Reducing reliance on freshwater systems
The COVID-19 pandemic has highlighted the critical need for water resources for human health, safety, and sanitation, especially in developing economies. However, the global water sector continues to be critically underfunded and inefficient. The present value of the investments needed through 2030 to achieve the United Nations Goal 6 of universal and equitable access to safe and affordable drinking water for all is approximately U.S. $1.7 trillion. That is about three times the current allocated investment worldwide.

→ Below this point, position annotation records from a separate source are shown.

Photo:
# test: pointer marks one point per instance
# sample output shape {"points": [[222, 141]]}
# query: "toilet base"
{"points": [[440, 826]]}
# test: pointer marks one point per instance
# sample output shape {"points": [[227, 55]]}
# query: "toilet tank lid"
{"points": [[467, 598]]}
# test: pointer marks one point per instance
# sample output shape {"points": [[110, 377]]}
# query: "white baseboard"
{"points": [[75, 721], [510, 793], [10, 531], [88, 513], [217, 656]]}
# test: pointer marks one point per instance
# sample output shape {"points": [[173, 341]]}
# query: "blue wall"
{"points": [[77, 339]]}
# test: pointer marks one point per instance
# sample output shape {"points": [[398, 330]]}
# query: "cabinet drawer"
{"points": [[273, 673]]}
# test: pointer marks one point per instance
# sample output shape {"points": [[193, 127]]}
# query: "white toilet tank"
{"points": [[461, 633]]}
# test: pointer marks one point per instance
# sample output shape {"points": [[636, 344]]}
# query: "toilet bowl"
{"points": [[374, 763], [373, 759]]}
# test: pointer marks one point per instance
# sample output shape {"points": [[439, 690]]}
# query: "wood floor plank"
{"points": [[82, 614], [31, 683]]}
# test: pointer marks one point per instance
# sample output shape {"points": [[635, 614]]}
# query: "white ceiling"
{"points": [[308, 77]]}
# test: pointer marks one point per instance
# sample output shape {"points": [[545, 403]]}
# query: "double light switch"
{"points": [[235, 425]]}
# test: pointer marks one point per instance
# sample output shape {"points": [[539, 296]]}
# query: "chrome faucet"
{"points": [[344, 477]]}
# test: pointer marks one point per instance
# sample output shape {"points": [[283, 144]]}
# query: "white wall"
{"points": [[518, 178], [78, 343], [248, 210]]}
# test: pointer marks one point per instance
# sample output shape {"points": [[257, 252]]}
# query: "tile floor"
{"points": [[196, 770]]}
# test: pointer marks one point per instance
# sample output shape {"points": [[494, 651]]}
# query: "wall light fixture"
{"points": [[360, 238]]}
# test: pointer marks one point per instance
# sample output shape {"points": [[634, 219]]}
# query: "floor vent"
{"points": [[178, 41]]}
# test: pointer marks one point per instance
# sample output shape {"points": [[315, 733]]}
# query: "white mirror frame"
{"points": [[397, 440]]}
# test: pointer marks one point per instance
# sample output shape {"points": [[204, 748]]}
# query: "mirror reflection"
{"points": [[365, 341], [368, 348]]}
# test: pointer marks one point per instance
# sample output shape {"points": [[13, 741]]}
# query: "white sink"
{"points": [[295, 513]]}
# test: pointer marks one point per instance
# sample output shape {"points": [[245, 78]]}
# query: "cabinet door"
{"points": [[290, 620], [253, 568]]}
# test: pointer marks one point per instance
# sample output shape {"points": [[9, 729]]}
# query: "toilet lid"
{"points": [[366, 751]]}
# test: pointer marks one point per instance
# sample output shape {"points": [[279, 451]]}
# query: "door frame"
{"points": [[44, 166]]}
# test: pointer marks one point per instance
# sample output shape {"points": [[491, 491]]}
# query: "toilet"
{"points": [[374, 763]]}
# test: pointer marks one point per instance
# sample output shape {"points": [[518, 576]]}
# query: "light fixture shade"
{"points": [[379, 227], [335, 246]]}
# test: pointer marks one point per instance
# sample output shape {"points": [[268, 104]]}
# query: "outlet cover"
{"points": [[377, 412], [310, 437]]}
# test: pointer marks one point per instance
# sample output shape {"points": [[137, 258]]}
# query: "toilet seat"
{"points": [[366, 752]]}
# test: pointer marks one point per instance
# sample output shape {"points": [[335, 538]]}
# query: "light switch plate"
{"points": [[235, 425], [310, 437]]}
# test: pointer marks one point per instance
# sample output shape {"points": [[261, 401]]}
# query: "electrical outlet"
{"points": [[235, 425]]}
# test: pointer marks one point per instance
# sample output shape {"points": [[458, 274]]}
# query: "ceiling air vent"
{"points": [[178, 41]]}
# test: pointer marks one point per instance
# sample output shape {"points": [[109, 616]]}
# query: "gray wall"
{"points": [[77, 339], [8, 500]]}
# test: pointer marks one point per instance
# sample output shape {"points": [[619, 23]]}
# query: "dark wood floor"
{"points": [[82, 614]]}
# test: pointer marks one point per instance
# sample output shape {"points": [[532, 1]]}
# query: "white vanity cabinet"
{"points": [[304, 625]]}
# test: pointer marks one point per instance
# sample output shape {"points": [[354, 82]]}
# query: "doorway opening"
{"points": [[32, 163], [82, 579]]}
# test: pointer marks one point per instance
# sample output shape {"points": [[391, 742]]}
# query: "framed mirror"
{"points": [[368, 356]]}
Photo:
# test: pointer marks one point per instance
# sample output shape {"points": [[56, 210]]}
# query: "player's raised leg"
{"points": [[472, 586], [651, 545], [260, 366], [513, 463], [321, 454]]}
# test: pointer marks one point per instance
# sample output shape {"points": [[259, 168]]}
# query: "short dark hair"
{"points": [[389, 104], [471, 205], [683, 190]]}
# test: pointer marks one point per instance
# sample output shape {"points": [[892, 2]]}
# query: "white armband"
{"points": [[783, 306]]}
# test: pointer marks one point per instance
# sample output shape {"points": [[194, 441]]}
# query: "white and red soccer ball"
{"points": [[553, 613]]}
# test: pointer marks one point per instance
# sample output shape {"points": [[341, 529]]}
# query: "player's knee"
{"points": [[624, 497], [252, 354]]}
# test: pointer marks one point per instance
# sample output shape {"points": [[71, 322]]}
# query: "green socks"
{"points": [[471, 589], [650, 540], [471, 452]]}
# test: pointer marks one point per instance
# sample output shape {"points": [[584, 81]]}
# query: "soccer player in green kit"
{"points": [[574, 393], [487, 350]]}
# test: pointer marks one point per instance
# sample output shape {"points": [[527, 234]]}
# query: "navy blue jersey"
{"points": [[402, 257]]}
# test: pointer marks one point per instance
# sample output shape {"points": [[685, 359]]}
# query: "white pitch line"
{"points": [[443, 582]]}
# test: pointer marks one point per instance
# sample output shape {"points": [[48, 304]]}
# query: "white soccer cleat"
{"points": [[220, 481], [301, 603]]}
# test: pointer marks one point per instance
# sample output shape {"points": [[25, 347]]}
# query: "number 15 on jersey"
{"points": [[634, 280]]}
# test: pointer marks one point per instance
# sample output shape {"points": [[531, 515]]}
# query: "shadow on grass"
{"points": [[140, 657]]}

Addressing the global water crisis requires interventions across geographies; sectors, such as agriculture, energy, manufacturing; and climate, hydrogeology, and material science disciplines. One potential option to supplement fresh water supply is to look to the sea.
How we can help
We are working with industrial customers and municipalities to develop desalination facilities, water storage and conveyance, industrial raw water and wastewater treatment and pumped storage.
Desalination can be an expensive, energy intensive prospect for municipalities. Bechtel can help customers leverage financing sources, including Development Finance Institutions and pension funds.
Desalination and pumped storage – clean, efficient water at significantly reduced cost.
By combining desalination facilities with pumped storage solutions, customers can create a sustainable supply of renewable power and clean water.
Escondida's system brings seawater into the desalination plant, filters much of its dissolved mineral and biological content using a reverse osmosis process. The desalinated water is then pumped 10,000 feet up the mountain to the mine.
Bechtel has worked with our customers to implement several technology-agnostic approaches to desalination. Our teams can manage the complexities and interface risks inherent to large desalination projects and associated infrastructure, such as power generation facilities and conveyance systems.